Publication number: CN107644166A
Application number: CN201710863641.3A
Authority: CN
Inventors: 罗智高
Original assignee: Chengdu Zhidaochuangyu Information Technology Co Ltd
Current assignee: Chengdu Zhidaochuangyu Information Technology Co Ltd
Priority date: 2017-09-22
Filing date: 2017-09-22
Publication date: 2018-01-30

Abstract

The invention discloses a kind of based on the WEB application safety protecting method learnt automatically, comprise the following steps, step 1：Screen the daily record of non-attack request；Step 2：Field in daily record, by regular expression set of the machine learning generation with ad hoc rules, form white list rule；Step 3：The request received is matched using regular expression set, intercepts or mark the request not in white list rule；Step 4：Request to mark is identified, and if normal, is then added in white list rule, is then intercepted if attack；The present invention can generate white list rule by autonomous learning, fail to report when in use low with rate of false alarm, unknown leak can also be protected.

Description

It is a kind of based on the WEB application safety protecting method learnt automatically

Technical field

The present invention relates to field of computer technology, and in particular to a kind of based on the WEB application fire prevention system learnt automatically Defence method.

Background technology

WEB application system is developed using various dynamic WEB techniques, based on B/S (browser/server) pattern Transacter；Currently, WEB security threats grow in intensity, and for a user, WEB is a disaster safely；It is most normal at present Way is fire wall, fire wall can filter out the data of non-traffic port, the leak for preventing non-Web service from occurring；But It is that traditional WEB application fire wall is all detected using intrusion feature database to request, so as to which whether decision request is normally please Ask；The content of request is then returned if normal request, if query-attack, then interception request and returns to prompt message；But pass The WEB application fire wall of system is in use towards various types of website, it may appear that reports by mistake and fails to report；It can only defend public The leak opened, unknown leak can not be defendd before rule is not upgraded.

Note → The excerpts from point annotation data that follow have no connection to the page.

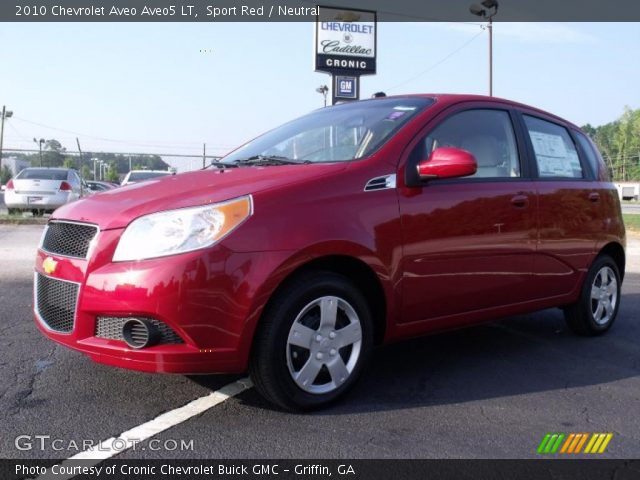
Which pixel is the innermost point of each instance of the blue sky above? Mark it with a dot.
(169, 87)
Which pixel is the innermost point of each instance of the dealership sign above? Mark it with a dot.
(345, 87)
(345, 41)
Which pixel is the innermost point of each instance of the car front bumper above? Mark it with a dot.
(210, 298)
(41, 201)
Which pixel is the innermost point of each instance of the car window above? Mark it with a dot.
(556, 155)
(590, 154)
(487, 134)
(41, 174)
(340, 133)
(139, 176)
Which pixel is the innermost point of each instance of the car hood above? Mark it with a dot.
(118, 207)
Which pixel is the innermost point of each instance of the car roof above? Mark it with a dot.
(47, 168)
(446, 99)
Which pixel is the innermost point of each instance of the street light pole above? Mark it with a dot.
(39, 142)
(5, 114)
(484, 13)
(490, 27)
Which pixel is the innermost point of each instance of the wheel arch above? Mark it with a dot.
(353, 268)
(615, 251)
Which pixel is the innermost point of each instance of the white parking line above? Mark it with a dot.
(115, 445)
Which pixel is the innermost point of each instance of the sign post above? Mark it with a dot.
(345, 47)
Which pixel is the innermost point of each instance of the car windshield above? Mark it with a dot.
(344, 132)
(42, 174)
(139, 176)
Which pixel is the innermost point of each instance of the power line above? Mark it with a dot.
(140, 154)
(131, 142)
(438, 63)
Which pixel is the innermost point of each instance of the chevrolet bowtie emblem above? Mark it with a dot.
(49, 265)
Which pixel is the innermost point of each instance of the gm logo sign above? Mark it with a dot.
(346, 87)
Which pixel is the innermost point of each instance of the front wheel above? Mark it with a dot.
(597, 308)
(313, 342)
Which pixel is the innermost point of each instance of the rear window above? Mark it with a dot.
(42, 174)
(556, 155)
(139, 176)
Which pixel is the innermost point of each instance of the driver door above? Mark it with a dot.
(469, 243)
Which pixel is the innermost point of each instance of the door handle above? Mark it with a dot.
(520, 201)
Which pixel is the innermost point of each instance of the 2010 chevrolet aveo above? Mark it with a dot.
(355, 225)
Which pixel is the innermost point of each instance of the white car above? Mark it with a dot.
(135, 176)
(40, 189)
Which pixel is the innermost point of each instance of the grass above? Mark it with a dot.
(632, 222)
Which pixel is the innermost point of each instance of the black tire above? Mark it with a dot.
(581, 317)
(272, 361)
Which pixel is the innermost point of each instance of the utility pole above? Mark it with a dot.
(5, 114)
(487, 15)
(39, 142)
(80, 168)
(324, 90)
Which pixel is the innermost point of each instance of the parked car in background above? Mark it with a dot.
(355, 225)
(41, 189)
(135, 176)
(99, 186)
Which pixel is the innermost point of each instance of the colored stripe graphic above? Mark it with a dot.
(572, 443)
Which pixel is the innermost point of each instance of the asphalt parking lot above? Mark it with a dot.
(491, 391)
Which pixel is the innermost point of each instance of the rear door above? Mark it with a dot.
(569, 206)
(469, 243)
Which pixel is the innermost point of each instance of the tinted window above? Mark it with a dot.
(42, 174)
(556, 155)
(340, 133)
(139, 176)
(487, 134)
(590, 154)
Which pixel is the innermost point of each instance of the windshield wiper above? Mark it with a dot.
(270, 160)
(220, 165)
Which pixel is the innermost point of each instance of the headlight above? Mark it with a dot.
(183, 230)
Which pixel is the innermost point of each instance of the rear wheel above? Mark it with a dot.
(313, 342)
(597, 308)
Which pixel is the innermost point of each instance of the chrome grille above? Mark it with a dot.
(68, 239)
(111, 327)
(56, 302)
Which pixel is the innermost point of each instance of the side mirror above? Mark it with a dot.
(446, 162)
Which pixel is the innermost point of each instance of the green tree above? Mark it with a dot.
(86, 172)
(112, 173)
(70, 162)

The content of the invention

The present invention provide it is a kind of can learn automatically based on the WEB application safety protecting method learnt automatically.

The technical solution adopted by the present invention is：It is a kind of based on the WEB application safety protecting method learnt automatically, it is including following Step：

Step 1：Extract the access log of WEB application, the daily record of screening non-attack request；

Step 2：According to the field in the daily record filtered out in step 1, there is ad hoc rules by machine learning generation Regular expression set, form white list rule；

Step 3：The request received is matched using the regular expression set generated in step 2, intercepts or marks Remember the not request in white list rule；

Step 4：The request marked in step 3 is identified, if normal, is then added in white list rule, such as Fruit then intercepts for attack.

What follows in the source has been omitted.